Friday 27th February 2026: Pakistan declares state of ‘open war’ after bombing major Afghan cities
Saturday 28th February 2026: US and Israel launch attack on Iran, as Trump says ‘major combat operations’ under way
Lot of it about these days. I was going to make a rather tasteless metaphor about it being like the Gorton and Denton by-election, with the Greens winning and Reform coming second, displacing the established parties. But of course the surprise war – to all but the very old – was Russia’s invasion of Ukraine. Given Iran’s participation in proxy wars in Lebanon, Syria, Iraq and Yemen, and its hostile actions against Israel, Saudi Arabia, and probably other countries that I’ve forgotten (even leaving out Western ones), I’m surprised this didn’t happen earlier. As for Pakistan and their former protégés the Taliban, he who sups with the devil should have a long spoon.

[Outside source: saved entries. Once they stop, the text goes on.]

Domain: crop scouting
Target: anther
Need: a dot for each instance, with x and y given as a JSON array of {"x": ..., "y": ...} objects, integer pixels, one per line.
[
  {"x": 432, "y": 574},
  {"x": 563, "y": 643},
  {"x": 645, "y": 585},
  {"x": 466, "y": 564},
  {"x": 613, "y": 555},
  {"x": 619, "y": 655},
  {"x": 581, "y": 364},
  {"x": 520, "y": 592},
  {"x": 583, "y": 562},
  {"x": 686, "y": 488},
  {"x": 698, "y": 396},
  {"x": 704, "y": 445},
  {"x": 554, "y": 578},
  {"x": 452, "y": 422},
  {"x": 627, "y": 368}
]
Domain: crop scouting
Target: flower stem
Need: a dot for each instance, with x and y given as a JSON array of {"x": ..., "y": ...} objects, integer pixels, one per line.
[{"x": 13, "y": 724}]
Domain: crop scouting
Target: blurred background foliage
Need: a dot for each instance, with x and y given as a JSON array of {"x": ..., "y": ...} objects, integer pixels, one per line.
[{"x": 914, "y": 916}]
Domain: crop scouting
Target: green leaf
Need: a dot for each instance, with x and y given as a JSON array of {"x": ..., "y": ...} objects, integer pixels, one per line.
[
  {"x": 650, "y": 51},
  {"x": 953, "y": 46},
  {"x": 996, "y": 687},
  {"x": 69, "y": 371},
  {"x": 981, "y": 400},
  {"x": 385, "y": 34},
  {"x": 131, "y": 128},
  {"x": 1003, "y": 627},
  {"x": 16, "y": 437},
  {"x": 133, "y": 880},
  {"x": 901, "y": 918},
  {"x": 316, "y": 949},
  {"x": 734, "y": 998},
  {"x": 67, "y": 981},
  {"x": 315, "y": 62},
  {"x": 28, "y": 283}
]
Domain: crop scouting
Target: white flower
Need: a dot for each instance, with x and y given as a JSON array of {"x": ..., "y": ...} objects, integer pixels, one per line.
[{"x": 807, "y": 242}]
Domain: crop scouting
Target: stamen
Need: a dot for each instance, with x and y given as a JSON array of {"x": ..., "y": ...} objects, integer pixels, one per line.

Update: Israel says that Ayatollah Khamenei has been found dead in the rubble of his compound. For the sake of the Iranian people, so many of whom have been murdered by Khamenei’s regime in the recent protests, I hope that this is true. In contrast, Zack Polanski of the Green Party says “This is an illegal, unprovoked and brutal attack that shows once again that the USA and Israel are rogue states.” Illegal, Zack? If the leadership of the Islamic Republic of Iran wanted the protection of international law, they should have renounced and made recompense for taking diplomats hostage. In the absence of that renunciation the international community should have put them down like rabid dogs forty-seven years ago.
“How to detoxify the immigration debate” is the title of an LSE (London School of Economics) blog post by Hana Kapetanovic.
The debate is being dominated by the loudest voices with the most strongly held views; the voices of the majority aren’t being heard. It would sound very different if they were. In British Future’s segmentation of public attitudes to immigration, the biggest group by far is the “Balancer Middle”, with around half (49 per cent) of the public falling into this group. This group is not fundamentally opposed to immigration, but wants it to be “controlled and fair”.
and
As much as public perceptions are shaped by the media, political and information landscape, we mustn’t forget that public perceptions in turn shape media and political debates. The media publishes articles they think people will read. Politicians move to where they think the votes are, and yet are still faced with low trust. We need to break this democratic doom loop.
Breaking the democratic doom loop and detoxifying the debate sounds nice, but her proposal to do this is to take a group of a few dozen voters – a group that is a representative sample of the electorate but is self-selected in that the group is made up of the sort of people who want to participate and have time to do it – show them lots of briefings by government approved experts, have them converse for a few days guided by a government facilitator, and declare that whatever curated consensus the group comes to after this exercise has greater democratic validity than either the discourse of MPs who have actually been elected or the myriad private debates of the un-detoxified mass of the electorate.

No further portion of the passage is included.